Seriously. Yes, I am glad and thankful that I don't have pancreatic cancer or breast cancer. No, I'm not happy or grateful to have had thyroid cancer. RAI is a big deal thank you very much. My surgery was in November, RAI is in January. I have 4 little kids and it ends up pretty much being another month down the drain. Yes, everything is a low chance. So far nodules, cancer, paralyzed vocal chord... you see where I'm going with this. I feel like now would be an excellent time to start playing the lottery! A little weight gain (15 pounds in 6 weeks) on top of complete exhaustion, the news that my thyroid was cancerous and all it's implications, the fact that there is no certainty at this point that my thyroid was the only place it was, the mounting hospital bills, etc etc etc... A little weight gain is nothing to sneeze at! And an exercise plan??? Oy vey.

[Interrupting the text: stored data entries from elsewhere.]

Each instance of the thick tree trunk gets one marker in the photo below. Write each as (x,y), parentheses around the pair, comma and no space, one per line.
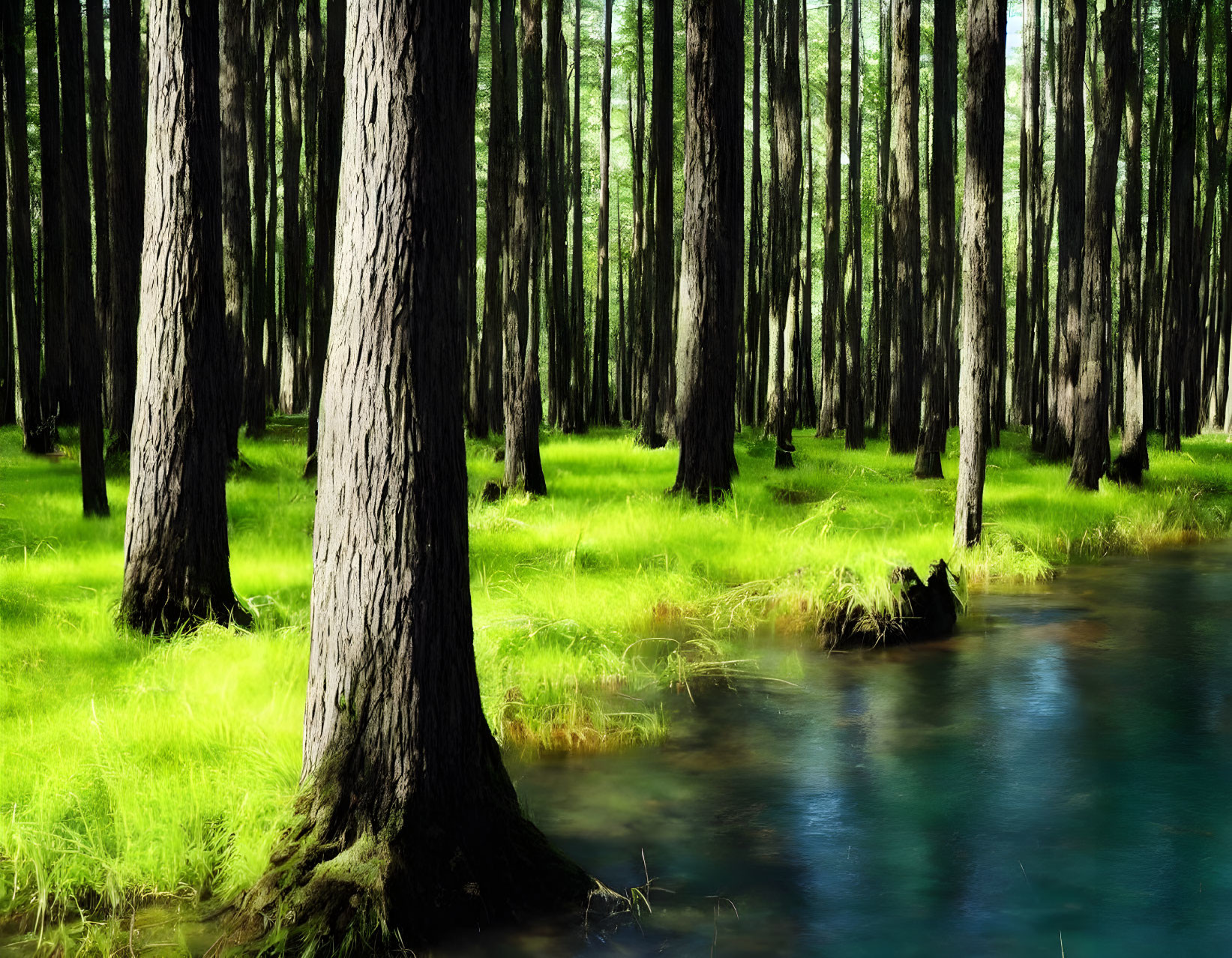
(1071,193)
(521,413)
(981,254)
(1184,22)
(38,427)
(84,350)
(1092,400)
(904,214)
(854,406)
(234,61)
(126,199)
(175,537)
(408,819)
(940,241)
(57,400)
(712,249)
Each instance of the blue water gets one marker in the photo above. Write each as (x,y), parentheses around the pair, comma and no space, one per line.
(1059,776)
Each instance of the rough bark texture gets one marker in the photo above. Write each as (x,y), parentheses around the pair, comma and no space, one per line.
(329,151)
(84,352)
(712,250)
(38,427)
(523,463)
(408,823)
(126,193)
(237,206)
(981,255)
(175,537)
(940,241)
(1092,400)
(904,216)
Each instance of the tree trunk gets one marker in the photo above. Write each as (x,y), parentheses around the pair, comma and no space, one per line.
(126,191)
(38,427)
(981,254)
(175,537)
(1092,400)
(712,250)
(407,819)
(84,350)
(521,420)
(904,214)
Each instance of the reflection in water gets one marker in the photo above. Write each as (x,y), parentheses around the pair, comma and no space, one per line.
(1057,774)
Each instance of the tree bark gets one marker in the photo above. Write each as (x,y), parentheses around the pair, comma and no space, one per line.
(407,819)
(1092,400)
(38,427)
(981,255)
(904,214)
(84,352)
(126,193)
(712,250)
(175,537)
(940,241)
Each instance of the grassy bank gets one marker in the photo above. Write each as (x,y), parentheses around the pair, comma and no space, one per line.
(130,768)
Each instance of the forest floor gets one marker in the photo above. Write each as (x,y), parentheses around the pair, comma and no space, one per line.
(132,770)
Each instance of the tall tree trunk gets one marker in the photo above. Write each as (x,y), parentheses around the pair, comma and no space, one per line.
(600,387)
(521,415)
(904,214)
(84,350)
(712,249)
(1071,189)
(57,400)
(329,154)
(1134,437)
(237,207)
(1092,400)
(940,241)
(175,536)
(38,427)
(402,777)
(832,289)
(1184,24)
(981,254)
(126,190)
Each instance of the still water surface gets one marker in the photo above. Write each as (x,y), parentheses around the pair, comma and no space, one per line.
(1059,776)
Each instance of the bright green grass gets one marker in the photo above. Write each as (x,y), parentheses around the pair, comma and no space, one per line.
(133,768)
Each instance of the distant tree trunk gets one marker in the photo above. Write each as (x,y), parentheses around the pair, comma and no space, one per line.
(175,538)
(38,427)
(521,420)
(262,295)
(600,387)
(854,439)
(712,249)
(400,776)
(237,208)
(97,90)
(753,387)
(981,254)
(664,262)
(1071,139)
(1134,437)
(126,190)
(1092,400)
(57,400)
(84,350)
(940,241)
(904,214)
(1184,24)
(832,291)
(329,154)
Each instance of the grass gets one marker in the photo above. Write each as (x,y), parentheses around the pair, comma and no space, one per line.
(133,770)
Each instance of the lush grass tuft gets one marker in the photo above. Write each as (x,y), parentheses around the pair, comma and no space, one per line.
(132,770)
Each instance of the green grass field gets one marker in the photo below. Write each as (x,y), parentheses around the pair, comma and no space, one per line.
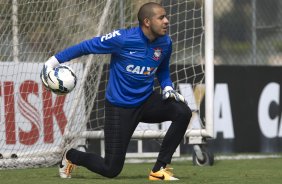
(256,171)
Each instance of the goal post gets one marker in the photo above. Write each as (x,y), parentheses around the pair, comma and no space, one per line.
(36,125)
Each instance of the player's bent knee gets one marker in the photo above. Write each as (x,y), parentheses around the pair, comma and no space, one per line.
(184,112)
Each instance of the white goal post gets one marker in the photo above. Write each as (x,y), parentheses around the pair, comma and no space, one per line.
(36,125)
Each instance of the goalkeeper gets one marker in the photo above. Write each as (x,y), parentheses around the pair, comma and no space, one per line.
(137,55)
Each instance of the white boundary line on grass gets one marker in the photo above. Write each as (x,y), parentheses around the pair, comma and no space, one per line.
(221,157)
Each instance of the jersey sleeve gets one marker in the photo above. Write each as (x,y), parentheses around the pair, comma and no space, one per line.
(163,73)
(107,44)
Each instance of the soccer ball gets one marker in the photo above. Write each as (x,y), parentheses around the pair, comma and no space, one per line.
(61,80)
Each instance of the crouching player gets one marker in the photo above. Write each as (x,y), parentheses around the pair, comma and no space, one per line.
(137,55)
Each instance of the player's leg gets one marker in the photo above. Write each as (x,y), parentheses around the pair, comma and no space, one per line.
(157,110)
(120,124)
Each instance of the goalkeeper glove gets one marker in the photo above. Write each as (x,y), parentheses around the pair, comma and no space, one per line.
(169,92)
(49,65)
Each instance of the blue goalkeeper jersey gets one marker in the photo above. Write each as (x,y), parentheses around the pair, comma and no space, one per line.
(134,63)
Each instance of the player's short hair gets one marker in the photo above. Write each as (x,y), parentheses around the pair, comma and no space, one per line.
(146,11)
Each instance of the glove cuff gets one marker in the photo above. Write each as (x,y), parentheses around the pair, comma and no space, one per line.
(52,62)
(168,88)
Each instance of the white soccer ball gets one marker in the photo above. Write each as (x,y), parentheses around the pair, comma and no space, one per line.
(61,80)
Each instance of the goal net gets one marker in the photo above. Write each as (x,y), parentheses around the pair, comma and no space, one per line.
(36,124)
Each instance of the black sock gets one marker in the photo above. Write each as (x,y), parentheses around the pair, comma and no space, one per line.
(158,166)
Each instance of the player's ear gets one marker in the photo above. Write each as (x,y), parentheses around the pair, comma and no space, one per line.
(146,22)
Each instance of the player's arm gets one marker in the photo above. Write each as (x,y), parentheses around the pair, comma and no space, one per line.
(111,43)
(163,75)
(107,44)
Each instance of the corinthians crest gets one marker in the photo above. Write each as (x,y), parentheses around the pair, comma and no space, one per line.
(157,54)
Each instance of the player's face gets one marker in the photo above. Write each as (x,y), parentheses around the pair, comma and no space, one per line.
(159,23)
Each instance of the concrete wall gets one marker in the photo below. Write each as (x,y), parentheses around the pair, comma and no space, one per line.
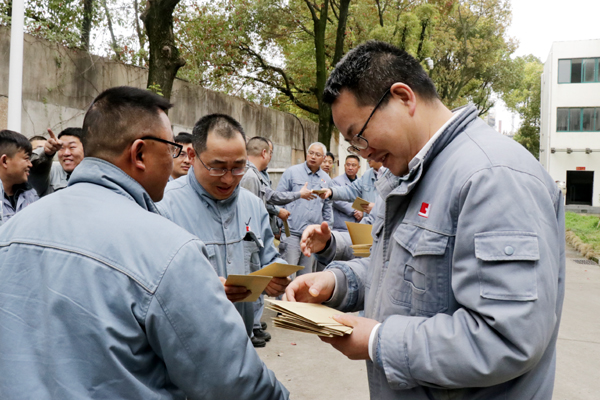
(60,83)
(555,95)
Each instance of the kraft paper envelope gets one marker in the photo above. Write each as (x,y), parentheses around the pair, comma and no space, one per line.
(360,233)
(308,317)
(255,284)
(359,204)
(286,226)
(277,270)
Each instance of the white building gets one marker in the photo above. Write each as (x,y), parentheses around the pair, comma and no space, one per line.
(570,120)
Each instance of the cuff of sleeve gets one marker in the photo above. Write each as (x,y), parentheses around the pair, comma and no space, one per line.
(339,292)
(372,338)
(391,352)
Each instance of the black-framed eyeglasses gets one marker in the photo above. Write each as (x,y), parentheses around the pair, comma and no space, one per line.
(174,147)
(358,143)
(222,171)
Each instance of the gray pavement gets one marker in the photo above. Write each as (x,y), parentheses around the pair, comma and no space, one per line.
(313,370)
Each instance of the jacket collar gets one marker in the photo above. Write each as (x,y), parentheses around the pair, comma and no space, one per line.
(389,183)
(102,173)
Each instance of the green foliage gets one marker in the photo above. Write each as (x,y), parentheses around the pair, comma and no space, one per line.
(525,99)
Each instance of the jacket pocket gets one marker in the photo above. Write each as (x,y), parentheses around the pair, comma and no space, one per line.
(419,268)
(507,265)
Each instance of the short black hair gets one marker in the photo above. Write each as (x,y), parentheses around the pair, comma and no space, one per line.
(256,145)
(37,137)
(371,68)
(117,117)
(11,142)
(76,132)
(183,138)
(219,124)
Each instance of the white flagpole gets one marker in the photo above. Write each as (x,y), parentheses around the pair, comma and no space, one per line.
(15,77)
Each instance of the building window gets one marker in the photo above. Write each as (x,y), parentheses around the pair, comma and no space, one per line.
(579,70)
(578,119)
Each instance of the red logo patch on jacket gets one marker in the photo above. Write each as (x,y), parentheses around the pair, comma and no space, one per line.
(424,211)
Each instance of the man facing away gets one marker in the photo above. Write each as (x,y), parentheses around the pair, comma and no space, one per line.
(182,164)
(107,299)
(259,155)
(231,221)
(342,210)
(464,287)
(47,176)
(15,151)
(302,212)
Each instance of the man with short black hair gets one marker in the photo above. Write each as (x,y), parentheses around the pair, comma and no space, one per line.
(37,142)
(304,213)
(47,176)
(15,151)
(464,288)
(113,300)
(342,210)
(232,222)
(182,164)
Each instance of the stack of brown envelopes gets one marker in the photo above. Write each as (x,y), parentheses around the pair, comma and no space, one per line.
(307,317)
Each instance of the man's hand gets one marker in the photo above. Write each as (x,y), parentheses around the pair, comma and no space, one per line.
(356,345)
(327,194)
(277,286)
(311,288)
(358,215)
(283,214)
(52,145)
(314,238)
(235,293)
(306,194)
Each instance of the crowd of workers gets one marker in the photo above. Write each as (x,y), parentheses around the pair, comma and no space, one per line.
(113,284)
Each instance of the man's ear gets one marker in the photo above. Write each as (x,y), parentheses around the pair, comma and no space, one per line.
(137,156)
(3,161)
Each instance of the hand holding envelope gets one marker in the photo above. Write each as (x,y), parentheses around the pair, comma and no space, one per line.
(273,275)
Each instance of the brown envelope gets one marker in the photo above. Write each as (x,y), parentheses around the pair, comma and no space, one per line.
(360,233)
(256,284)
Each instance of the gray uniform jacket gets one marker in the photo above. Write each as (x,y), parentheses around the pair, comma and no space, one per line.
(256,182)
(342,210)
(305,212)
(106,299)
(45,175)
(467,273)
(236,231)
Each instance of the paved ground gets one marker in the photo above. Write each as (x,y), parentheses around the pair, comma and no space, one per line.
(313,370)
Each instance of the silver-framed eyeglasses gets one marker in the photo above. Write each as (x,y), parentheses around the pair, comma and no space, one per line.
(174,147)
(222,171)
(358,143)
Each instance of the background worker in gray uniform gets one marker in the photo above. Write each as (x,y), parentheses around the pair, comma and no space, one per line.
(464,288)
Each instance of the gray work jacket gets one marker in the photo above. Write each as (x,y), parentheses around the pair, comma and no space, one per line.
(236,231)
(466,273)
(103,298)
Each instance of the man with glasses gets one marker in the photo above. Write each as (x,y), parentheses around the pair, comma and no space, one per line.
(464,287)
(102,297)
(303,212)
(182,164)
(231,221)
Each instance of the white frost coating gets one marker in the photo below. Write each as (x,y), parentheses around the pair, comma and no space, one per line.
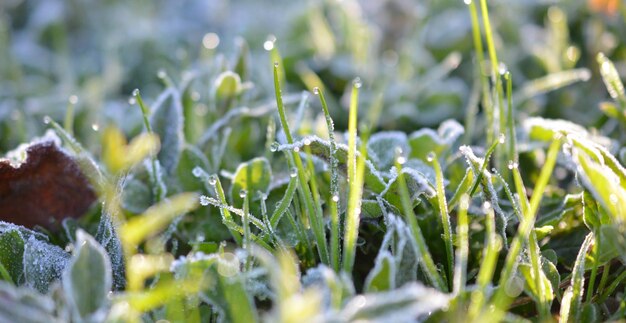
(371,169)
(18,155)
(448,132)
(382,148)
(411,300)
(43,263)
(419,184)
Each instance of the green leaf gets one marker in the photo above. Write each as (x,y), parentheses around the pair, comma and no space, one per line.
(425,140)
(167,121)
(383,145)
(409,301)
(43,263)
(108,238)
(11,254)
(87,279)
(252,176)
(382,276)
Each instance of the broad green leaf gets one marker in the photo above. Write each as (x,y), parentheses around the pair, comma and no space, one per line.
(604,185)
(252,177)
(108,238)
(426,140)
(167,122)
(190,158)
(11,253)
(382,148)
(382,276)
(87,279)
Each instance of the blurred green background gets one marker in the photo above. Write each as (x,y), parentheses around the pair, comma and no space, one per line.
(418,56)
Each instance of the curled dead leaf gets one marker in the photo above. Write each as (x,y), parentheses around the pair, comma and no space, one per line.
(44,189)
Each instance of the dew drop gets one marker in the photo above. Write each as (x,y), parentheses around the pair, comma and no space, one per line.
(274,146)
(487,206)
(213,180)
(197,172)
(73,99)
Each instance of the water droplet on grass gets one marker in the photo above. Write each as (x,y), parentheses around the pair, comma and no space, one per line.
(73,99)
(274,146)
(197,171)
(512,164)
(213,180)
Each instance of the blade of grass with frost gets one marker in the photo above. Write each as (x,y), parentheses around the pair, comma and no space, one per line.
(483,167)
(246,227)
(512,153)
(284,202)
(335,248)
(493,244)
(462,252)
(428,265)
(611,79)
(156,218)
(356,169)
(534,252)
(315,218)
(443,212)
(501,300)
(480,57)
(216,184)
(576,288)
(68,122)
(551,82)
(159,193)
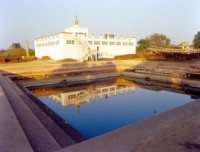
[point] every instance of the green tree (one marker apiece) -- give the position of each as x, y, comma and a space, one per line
159, 40
196, 41
143, 44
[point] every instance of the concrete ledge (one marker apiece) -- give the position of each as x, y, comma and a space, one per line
39, 138
12, 137
177, 130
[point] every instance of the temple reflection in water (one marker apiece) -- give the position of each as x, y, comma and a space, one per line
76, 98
75, 94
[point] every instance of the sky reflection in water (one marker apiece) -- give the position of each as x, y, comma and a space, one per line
99, 116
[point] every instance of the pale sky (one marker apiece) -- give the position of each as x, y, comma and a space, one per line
22, 20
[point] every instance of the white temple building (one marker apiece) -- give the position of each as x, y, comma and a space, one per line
75, 43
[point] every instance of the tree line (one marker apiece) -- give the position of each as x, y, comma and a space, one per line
161, 40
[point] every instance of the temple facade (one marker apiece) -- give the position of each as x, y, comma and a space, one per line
75, 43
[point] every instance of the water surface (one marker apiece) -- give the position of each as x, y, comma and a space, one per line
99, 107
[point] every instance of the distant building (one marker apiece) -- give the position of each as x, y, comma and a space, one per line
15, 45
75, 43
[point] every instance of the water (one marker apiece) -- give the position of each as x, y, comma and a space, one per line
100, 107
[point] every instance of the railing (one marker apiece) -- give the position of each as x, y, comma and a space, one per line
86, 49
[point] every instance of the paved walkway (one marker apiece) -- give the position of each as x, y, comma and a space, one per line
12, 137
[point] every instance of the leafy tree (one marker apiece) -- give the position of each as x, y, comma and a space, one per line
196, 41
159, 40
143, 44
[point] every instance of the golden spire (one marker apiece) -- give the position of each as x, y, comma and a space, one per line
76, 21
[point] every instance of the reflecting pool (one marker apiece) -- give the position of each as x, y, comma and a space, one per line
95, 108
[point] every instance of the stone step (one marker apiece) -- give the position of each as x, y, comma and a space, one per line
62, 138
12, 136
39, 138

Alright. Sorry folks. I normally am very positive. I just needed to vent to maybe some people who know where I'm coming from.


----------



## Andros (Aug 26, 2009)

Jaimee said:


> If I hear someone say:
> (1) If God said you have to have cancer, thyroid cancer is the one to get!
> (2) RAI is no big deal... Piece of cake! At least you don't have to have chemo!
> (3) We don't "expect" (xyz) OR there is "x" % chance of such and such (always very low chance or very low percent... and then you find out you have xyz and you weren't prepared)
> ...


Aaaaaaaaaaaaaaaaaaaaaaaaaw; {{{{{Jaimee}}}}} I quit talking to others about my medical issues. Pooey!! At least my husband understands and that is all that ever mattered to me.

And we understand.


----------



## Jaimee (Aug 18, 2010)

Andros said:


> Aaaaaaaaaaaaaaaaaaaaaaaaaw; {{{{{Jaimee}}}}} I quit talking to others about my medical issues. Pooey!! At least my husband understands and that is all that ever mattered to me.
> 
> And we understand.


I know you're right. I just think people need to try harder to be sensitive and reasonable. Some of the closest people to me are acting like I should just suck it up and move on. It's not that I want to dwell on it or have a pity party, but at the same time, it is taking me some time to process all that this entails, not to mention just the day to day stuff. My husband also has been extremely sensitive and graceful. And I appreciate that. I just hate saying "fine" when people ask how I'm doing. I've always been too transparent.


----------



## AndrewG9490 (Nov 5, 2010)

I'd REALLY like to have a few people that I know spend a single day in my shoes... having to deal with the soreness/stiffness... lack of energy... fuzzy thinking... you name it!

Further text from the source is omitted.